For Immediate Release
June 23, 2021
Chandra Rosenthal, PEER, firstname.lastname@example.org, 303-898-0798
Mariana Del Valle Prieto Cervantes, GreenLatinos, MarianaDelValle@greenlatinos.org, 831-256-9024
Eve Fox, Beyond Plastics, email@example.com, 845-443-6133
National Parks Should Go Plastic Free
Rulemaking Petition Presses Park Service to Ban Plastic Water Bottle Sales
Washington, DC — In a major step to “green” the operation of national parks, the Biden administration should embrace an immediate ban on park plastic water bottle sales and reducing plastic wastes by 75 percent by 2026, according to a rule-making petition filed today by Public Employees for Environmental Responsibility (PEER), GreenLatinos, and Beyond Plastics. The move would reverse an action by the Trump administration forbidding parks from restricting sales of disposable plastic water bottles.
Plastic bottles are the single biggest component of park waste streams. Parks like Yellowstone estimate that plastic bottles constitute fully half of its entire trash load. Besides the cost of hauling that trash away, the volume of plastic bottles sold in parks consumes large amounts of energy and adds to the carbon footprint of park operations. In addition, parks are contributors to the growing plague of plastic pollution afflicting the planet.
Under an option allowed during the Obama administration, some 23 parks, including Grand Canyon and Zion, barred sales of plastic water bottles. These nascent steps were vigorously opposed by the International Bottled Water Association (IBWA), led by Coca Cola, the maker of Dasani bottled water. IBWA persuaded the Trump administration that parks should not infringe upon consumer choice when it came to hydration options.
“The plastics industry has been dictating park policies for too long,” stated PEER Executive Director Tim Whitehouse. “The conservation mandate for national parks should extend through all their operations, including their concessions.”

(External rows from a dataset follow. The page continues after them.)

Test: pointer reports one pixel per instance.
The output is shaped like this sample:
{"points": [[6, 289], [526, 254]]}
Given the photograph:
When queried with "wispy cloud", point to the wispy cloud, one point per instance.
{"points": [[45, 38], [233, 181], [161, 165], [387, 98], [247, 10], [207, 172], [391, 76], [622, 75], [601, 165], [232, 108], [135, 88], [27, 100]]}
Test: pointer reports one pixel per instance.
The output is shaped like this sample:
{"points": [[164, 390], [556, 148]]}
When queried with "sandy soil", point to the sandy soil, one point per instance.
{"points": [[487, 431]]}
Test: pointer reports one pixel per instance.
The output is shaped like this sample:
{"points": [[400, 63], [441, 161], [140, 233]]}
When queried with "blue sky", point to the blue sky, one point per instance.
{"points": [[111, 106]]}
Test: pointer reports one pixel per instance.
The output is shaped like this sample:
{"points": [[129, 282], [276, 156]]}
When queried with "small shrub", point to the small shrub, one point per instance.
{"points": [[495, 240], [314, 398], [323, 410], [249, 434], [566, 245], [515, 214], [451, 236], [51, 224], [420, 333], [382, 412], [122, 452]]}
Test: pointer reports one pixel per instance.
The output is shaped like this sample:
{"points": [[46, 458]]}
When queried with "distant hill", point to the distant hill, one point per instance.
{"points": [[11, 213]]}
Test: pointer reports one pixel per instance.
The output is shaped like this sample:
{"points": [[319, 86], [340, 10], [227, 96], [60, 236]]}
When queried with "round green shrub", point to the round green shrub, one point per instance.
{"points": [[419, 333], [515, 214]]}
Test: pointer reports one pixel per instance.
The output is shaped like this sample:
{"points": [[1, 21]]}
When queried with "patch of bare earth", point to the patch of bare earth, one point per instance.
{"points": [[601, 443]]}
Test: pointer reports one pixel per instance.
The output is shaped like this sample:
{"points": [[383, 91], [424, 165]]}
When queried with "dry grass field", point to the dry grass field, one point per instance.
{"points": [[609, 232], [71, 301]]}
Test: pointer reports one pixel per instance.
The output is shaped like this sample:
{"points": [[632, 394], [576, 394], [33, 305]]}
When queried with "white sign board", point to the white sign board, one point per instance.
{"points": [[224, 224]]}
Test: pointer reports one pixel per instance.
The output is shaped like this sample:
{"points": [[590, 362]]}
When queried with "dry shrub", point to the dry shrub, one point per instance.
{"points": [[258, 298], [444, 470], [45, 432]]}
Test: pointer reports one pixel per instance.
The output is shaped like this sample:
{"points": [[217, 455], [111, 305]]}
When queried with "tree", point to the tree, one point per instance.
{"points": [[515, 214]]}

Besides implementing a system-wide ban on single-use plastic water bottles, the rule would reinstitute a goal of reducing plastic usage throughout the park system by 75% in the next five years. A similar goal had been draft policy for the National Park Service (NPS) but had been dropped after hefty charitable donations by Coca Cola. The proposed rule also requires parks to post their annual assessment of the size, composition, and costs of their waste streams.
As an agency, the NPS is very decentralized, with Headquarters often having little control over individual park operations. That decentralization was a factor behind the anemic response to the previous park bottle ban option. To obtain better and broader results, the groups urge a mandate, with a system-wide goal supported by annual public disclosure.
“President Biden has declared that combatting climate change and addressing environmental justice should be a government-wide priority,” adds Mark Magaña the Founding President & CEO of GreenLatinos, an active comunidad of Latino/a/x environmental and conservation champions. “If the federal government hopes to go ‘green,’a realistic first step and one of the most important places to start is with our national parks.”
“I urge the Biden Administration to review the petition and direct the National Park Service to prevent the sale of single-use plastic bottles at their facilities,” said Judith Enck, former EPA Regional Administrator and President of Beyond Plastics. “Single-use plastic bottles pose an unnecessary threat to our National Parks, our environment, and our health.”
The groups also launched a public sign-on petition to gain further support for the effort.